I LOVE rainy days. I love following asleep to the sound of rain falling outside my window, I love the sound of thunder rolling through the clouds, and the way the lightening brightens up my dark room. I even love being woken up in the middle of the night due to a sudden burst of thunder that shakes me from my sleep, I imagine the powerful blast of sound is just God reminding me that He is there, always there, and more important then even my sleep. I also love waking up and stepping outside to a new, clean world. There is something about the way everything looks after a storm. It amazes me how durable the tiny, delicate flowers in my yard are. The rain poured down all throughout the night and the winds were at times strong yet this morning everything was still standing, and they were better because of the storm.
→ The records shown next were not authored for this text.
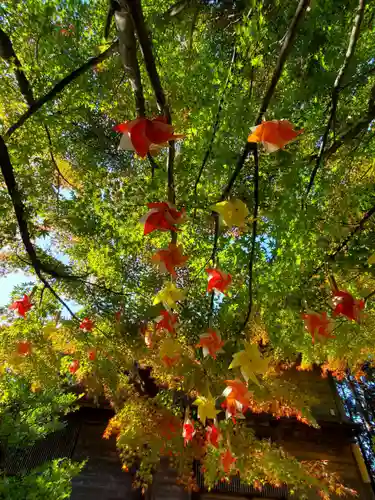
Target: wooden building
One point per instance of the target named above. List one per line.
(103, 479)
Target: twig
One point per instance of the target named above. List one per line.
(60, 86)
(216, 123)
(254, 233)
(336, 89)
(20, 211)
(284, 52)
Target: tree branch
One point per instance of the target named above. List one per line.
(336, 89)
(128, 53)
(60, 86)
(284, 52)
(216, 123)
(8, 54)
(254, 233)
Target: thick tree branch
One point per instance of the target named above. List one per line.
(135, 8)
(60, 86)
(7, 52)
(336, 89)
(359, 227)
(284, 52)
(216, 122)
(20, 211)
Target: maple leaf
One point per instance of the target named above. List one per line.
(143, 135)
(218, 280)
(274, 134)
(347, 305)
(169, 295)
(22, 305)
(250, 362)
(86, 325)
(227, 460)
(206, 408)
(233, 212)
(170, 258)
(162, 216)
(238, 390)
(211, 343)
(318, 324)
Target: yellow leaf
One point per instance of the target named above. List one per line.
(169, 295)
(233, 212)
(250, 362)
(206, 408)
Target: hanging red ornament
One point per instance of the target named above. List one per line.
(143, 135)
(22, 306)
(166, 321)
(163, 216)
(218, 280)
(24, 348)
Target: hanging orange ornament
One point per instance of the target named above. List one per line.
(218, 280)
(227, 460)
(166, 321)
(168, 259)
(74, 365)
(274, 134)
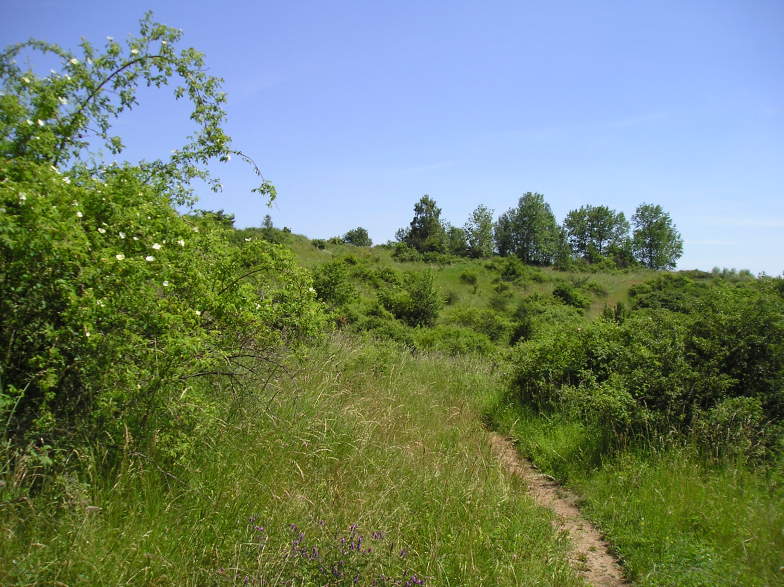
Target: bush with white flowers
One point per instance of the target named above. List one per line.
(114, 307)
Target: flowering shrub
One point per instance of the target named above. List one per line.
(113, 305)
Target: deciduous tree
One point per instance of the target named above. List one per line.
(479, 232)
(656, 242)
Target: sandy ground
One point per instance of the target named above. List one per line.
(590, 554)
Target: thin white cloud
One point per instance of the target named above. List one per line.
(711, 242)
(428, 166)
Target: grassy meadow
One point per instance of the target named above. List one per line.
(374, 459)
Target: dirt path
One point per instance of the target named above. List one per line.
(590, 556)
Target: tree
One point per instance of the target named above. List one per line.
(456, 240)
(110, 297)
(357, 237)
(592, 231)
(425, 233)
(656, 243)
(529, 231)
(479, 232)
(56, 119)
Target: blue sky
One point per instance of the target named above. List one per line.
(356, 109)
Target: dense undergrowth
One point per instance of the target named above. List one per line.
(183, 402)
(363, 461)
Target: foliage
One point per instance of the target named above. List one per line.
(416, 302)
(529, 231)
(426, 232)
(469, 277)
(658, 370)
(332, 284)
(405, 253)
(656, 242)
(53, 120)
(357, 237)
(483, 320)
(594, 231)
(454, 340)
(113, 305)
(456, 241)
(479, 232)
(571, 295)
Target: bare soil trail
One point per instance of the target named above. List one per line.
(590, 555)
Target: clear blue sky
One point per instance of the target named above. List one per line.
(356, 109)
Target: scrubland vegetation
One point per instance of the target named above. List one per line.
(184, 402)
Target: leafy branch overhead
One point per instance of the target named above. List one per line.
(59, 117)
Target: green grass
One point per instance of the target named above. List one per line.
(359, 434)
(672, 518)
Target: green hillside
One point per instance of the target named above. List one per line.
(187, 403)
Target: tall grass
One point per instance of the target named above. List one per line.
(673, 517)
(359, 440)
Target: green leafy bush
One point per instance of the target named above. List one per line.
(113, 305)
(454, 340)
(483, 320)
(416, 302)
(332, 283)
(716, 372)
(572, 296)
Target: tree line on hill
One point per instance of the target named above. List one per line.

I have watched my tomato and green pepper plants grow over an inch taller in just the past few weeks because of the storms.
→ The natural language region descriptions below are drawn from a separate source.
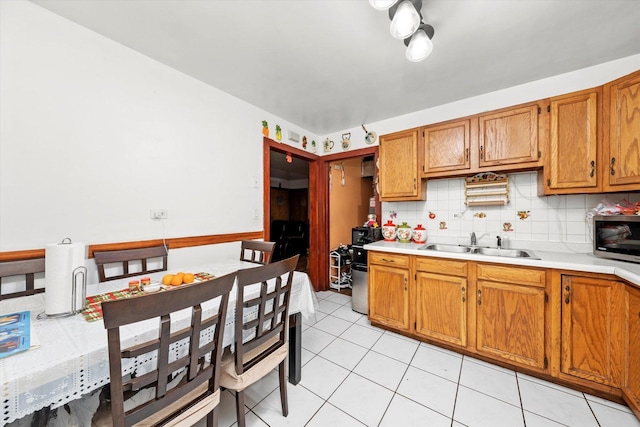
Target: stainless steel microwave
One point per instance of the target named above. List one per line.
(617, 237)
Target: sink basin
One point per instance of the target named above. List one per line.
(509, 253)
(447, 248)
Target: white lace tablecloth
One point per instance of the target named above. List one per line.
(72, 359)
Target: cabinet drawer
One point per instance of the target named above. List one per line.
(520, 276)
(386, 258)
(438, 265)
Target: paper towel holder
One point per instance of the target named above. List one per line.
(79, 277)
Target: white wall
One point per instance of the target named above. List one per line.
(93, 135)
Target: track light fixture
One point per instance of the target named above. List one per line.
(419, 45)
(405, 18)
(407, 25)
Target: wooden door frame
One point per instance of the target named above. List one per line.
(318, 202)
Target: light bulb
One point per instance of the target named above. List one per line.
(420, 46)
(382, 4)
(406, 21)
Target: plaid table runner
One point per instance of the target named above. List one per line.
(93, 311)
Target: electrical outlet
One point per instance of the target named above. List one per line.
(159, 214)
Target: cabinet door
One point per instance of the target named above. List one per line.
(398, 156)
(446, 147)
(509, 137)
(389, 296)
(510, 323)
(592, 332)
(632, 386)
(441, 312)
(573, 146)
(624, 134)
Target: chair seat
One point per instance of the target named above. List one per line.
(230, 379)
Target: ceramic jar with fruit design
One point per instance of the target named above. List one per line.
(404, 233)
(389, 231)
(419, 234)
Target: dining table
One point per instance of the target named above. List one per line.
(70, 358)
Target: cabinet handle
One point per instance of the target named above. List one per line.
(613, 162)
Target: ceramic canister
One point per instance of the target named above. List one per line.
(404, 233)
(389, 231)
(419, 234)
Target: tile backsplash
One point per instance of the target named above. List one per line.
(527, 217)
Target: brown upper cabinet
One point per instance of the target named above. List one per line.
(509, 137)
(446, 147)
(622, 97)
(399, 173)
(572, 163)
(501, 140)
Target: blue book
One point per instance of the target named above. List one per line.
(15, 333)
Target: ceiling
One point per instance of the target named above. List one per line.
(331, 65)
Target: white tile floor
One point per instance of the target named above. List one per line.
(354, 374)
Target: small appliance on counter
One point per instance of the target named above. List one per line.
(617, 237)
(359, 270)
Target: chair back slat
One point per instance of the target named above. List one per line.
(123, 259)
(27, 268)
(266, 317)
(257, 251)
(197, 375)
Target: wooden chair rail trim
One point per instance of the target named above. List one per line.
(173, 243)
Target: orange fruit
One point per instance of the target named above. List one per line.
(177, 280)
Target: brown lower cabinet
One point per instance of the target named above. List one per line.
(389, 290)
(581, 330)
(441, 300)
(592, 329)
(510, 315)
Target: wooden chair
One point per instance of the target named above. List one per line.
(127, 256)
(27, 268)
(257, 251)
(198, 393)
(264, 320)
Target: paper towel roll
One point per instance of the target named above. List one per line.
(60, 261)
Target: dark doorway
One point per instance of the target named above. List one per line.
(289, 207)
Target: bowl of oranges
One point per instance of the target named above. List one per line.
(178, 279)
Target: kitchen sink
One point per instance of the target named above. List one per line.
(461, 249)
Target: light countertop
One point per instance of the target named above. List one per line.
(584, 262)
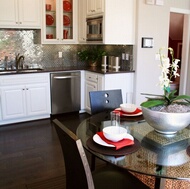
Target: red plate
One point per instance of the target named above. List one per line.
(49, 20)
(66, 20)
(67, 6)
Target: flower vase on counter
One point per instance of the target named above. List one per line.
(168, 113)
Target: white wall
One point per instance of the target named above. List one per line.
(152, 21)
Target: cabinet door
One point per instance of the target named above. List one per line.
(13, 102)
(90, 86)
(29, 13)
(37, 99)
(99, 6)
(59, 21)
(8, 13)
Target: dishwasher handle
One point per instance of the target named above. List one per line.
(65, 77)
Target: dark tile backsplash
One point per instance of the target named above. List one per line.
(28, 43)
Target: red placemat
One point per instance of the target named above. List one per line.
(111, 150)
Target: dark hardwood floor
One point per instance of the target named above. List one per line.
(30, 151)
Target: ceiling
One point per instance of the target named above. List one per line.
(176, 26)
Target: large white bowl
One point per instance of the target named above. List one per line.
(114, 133)
(166, 123)
(128, 107)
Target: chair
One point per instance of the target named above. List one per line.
(105, 100)
(78, 173)
(101, 101)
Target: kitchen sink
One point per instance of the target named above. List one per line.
(20, 71)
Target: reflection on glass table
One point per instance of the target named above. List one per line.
(158, 155)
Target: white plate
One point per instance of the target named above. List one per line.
(126, 114)
(98, 140)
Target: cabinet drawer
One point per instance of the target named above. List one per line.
(92, 77)
(20, 79)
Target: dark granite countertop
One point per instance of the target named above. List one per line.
(92, 69)
(73, 68)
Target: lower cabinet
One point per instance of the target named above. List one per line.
(24, 97)
(94, 82)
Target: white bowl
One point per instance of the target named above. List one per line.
(128, 107)
(114, 133)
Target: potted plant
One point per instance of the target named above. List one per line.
(92, 55)
(167, 113)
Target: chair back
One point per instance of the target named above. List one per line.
(105, 100)
(78, 174)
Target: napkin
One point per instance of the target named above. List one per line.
(119, 144)
(123, 113)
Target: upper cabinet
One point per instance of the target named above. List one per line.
(94, 7)
(118, 25)
(20, 14)
(59, 22)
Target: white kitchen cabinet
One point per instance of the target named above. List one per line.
(82, 21)
(24, 97)
(94, 82)
(20, 14)
(60, 24)
(94, 7)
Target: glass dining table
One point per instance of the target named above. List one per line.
(153, 154)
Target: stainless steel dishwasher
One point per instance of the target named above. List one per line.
(65, 92)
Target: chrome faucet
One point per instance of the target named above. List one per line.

My growth in Christ is much like that of my plants. Yes, I water them almost everyday and with that small amount of consistent water they grow, slow yet steady growth. However, when the storm came and the rain poured out of the sky, saturating the dirt surrounding my plants, the new growth was enormous. Just the other day my plants looked as though they would never get tall enough to produce anything, now I see the great potential for a summer filled with fresh tomatoes and peppers. In the same way God works in the life of my plants He works in me. Sure I grow when life is slow and steady, but as I have seen numerous times it is the storms of life that bring about the best, and most effective change in my life.
On a lighter note, my drive to work this morning was beautiful. The sky was filled with dark clouds as more rain moved in, the sun peaked out through the dark clouds and lit up portions of the sky. The trees and grass looked extra green as the rain washed away all the pollen from the air. The streets were washed clean and everything had a shiny, clean look. Then I pull into my parents driveway to grab a bit of breakfast and visit with dad before I head to the lot. As I look past the house to the pasture where my two beautiful horses graze I see a sight that makes me laugh. Most days when I pull into the drive I see my lovely, chestnut mare who has been with me since I was a young child grazing next to towering horse of my dreams who is normally a beautiful creamy, golden palomino.
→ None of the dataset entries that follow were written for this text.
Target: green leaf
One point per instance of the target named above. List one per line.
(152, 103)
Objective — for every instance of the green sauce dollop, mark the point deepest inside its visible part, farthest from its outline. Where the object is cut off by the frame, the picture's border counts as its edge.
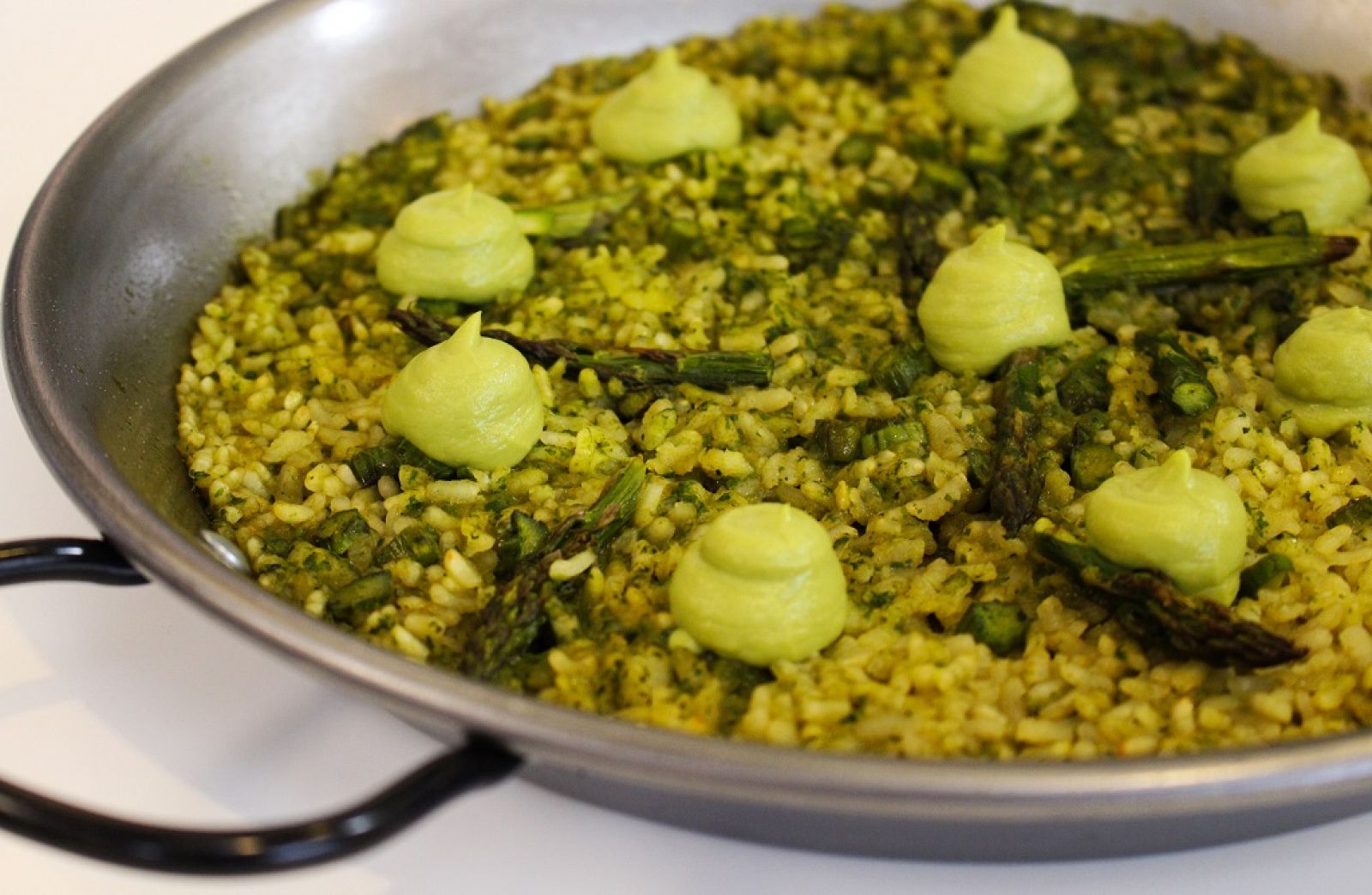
(761, 585)
(1324, 372)
(1012, 81)
(1303, 171)
(667, 110)
(1186, 523)
(468, 401)
(456, 243)
(991, 299)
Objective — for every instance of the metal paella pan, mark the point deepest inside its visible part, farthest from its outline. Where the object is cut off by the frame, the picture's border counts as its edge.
(183, 187)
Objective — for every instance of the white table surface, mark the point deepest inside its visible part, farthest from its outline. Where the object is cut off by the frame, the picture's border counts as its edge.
(135, 702)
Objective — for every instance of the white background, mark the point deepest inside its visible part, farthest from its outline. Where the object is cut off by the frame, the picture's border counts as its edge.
(135, 702)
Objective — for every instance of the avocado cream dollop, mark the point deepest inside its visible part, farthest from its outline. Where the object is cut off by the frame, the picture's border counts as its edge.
(1186, 523)
(456, 243)
(1012, 81)
(1324, 372)
(1303, 171)
(667, 110)
(991, 299)
(468, 401)
(761, 585)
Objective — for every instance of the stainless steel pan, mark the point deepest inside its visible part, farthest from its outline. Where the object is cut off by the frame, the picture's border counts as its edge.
(135, 230)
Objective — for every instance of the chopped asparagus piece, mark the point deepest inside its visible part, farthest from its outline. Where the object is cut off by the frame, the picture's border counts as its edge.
(354, 602)
(683, 237)
(635, 368)
(1289, 224)
(418, 543)
(1182, 378)
(1266, 571)
(837, 441)
(569, 219)
(773, 118)
(898, 369)
(412, 456)
(1017, 478)
(1091, 465)
(1152, 267)
(1086, 386)
(1209, 187)
(523, 540)
(1356, 514)
(533, 110)
(1002, 626)
(895, 434)
(370, 465)
(1152, 609)
(340, 530)
(857, 150)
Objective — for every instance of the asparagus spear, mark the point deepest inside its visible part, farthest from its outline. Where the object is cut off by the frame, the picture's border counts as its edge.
(633, 367)
(918, 250)
(505, 626)
(1152, 609)
(1152, 267)
(1182, 378)
(898, 368)
(1086, 386)
(578, 217)
(1017, 478)
(1266, 571)
(888, 436)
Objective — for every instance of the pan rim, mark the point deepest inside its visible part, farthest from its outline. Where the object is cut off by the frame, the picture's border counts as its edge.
(1286, 773)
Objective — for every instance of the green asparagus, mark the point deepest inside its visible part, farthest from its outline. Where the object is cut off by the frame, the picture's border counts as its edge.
(1182, 378)
(1152, 609)
(569, 219)
(1152, 267)
(508, 623)
(635, 368)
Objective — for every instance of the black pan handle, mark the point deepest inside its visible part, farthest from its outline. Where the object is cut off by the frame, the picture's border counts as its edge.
(231, 851)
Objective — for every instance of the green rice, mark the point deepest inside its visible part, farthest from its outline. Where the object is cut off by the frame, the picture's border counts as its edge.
(796, 255)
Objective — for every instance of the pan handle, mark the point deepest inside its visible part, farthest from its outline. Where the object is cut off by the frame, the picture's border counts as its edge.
(230, 851)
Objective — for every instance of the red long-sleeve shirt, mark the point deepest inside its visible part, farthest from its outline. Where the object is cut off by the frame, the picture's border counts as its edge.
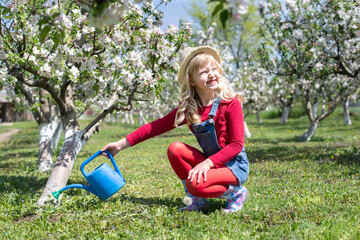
(229, 127)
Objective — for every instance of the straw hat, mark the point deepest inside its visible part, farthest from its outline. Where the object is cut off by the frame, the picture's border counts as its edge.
(190, 52)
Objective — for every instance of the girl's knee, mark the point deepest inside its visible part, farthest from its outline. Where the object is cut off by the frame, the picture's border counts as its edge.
(175, 148)
(194, 188)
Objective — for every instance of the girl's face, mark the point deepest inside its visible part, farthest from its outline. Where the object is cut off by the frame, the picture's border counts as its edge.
(206, 78)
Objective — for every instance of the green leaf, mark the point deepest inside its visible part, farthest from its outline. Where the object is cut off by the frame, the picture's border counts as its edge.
(224, 15)
(44, 33)
(217, 9)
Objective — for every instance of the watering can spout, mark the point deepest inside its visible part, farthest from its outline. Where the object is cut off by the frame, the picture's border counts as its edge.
(103, 180)
(87, 188)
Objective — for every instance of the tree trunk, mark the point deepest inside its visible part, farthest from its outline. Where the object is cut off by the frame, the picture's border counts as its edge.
(63, 164)
(346, 112)
(246, 129)
(49, 135)
(285, 114)
(310, 132)
(258, 118)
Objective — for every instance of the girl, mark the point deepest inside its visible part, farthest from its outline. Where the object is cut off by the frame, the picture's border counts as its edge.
(213, 112)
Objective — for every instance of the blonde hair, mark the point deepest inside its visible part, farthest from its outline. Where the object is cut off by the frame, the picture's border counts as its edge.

Not today, no this morning as I look across the pasture, eyes searching for those two blessings that God has so graciously allowed me to care for, I see them both, however my once clean, and handsome palomino is no longer a palomino. Nope, he is completely covered, from head to tow in mud. In fact he is now darker then the mare who is supposed to be brown. I just sigh and laugh it off. He is after all a boy, and horse or human, boys will be boys. In the year that I have owned Romeo I have come to learn that he is much happier when covered in dirt. I'm pretty sure that if I let him he would stay that way for his entire life. He is too funny about his dirt. Whenever I go to groom him and he is covered in dirt I swear the horse sighs and hangs his head. He is so disappointed that all his hard work is about to be washed away. It used to frustrate me, now I have learned to accept and even love this part of his personality. After all it makes me take a little longer to groom him, which allows me to spend more time outside enjoying God's creation. Romeo makes me slow down, he is young and his training cannot be rushed. He loves attention, and I like to think that he gets dirty sometimes just to force me to take a few extra minutes with him... it works every time:)
There is something so peaceful about owning horses. My heart longs for the day when I am able to once again have them in my backyard, apart of my daily life. I love the sound of Dutch's dinner nicker, which lets me know that she must be fed right now, no questions asked, and if I don't hurry she will not forgive me (that is until she sees the bucket in my hand). I love to just sit and watch them graze, I can't tell you the number of hours I have spent just watching them. It is hard to find time to spend with them at this point in my life. There are many weeks like this one when days that would be perfect for riding are spent doing yard work so that I have the money to keep their bellies full. I have to tell myself that someday, very soon, this will change and I will have time for them. One day.... in God's timing, not mine.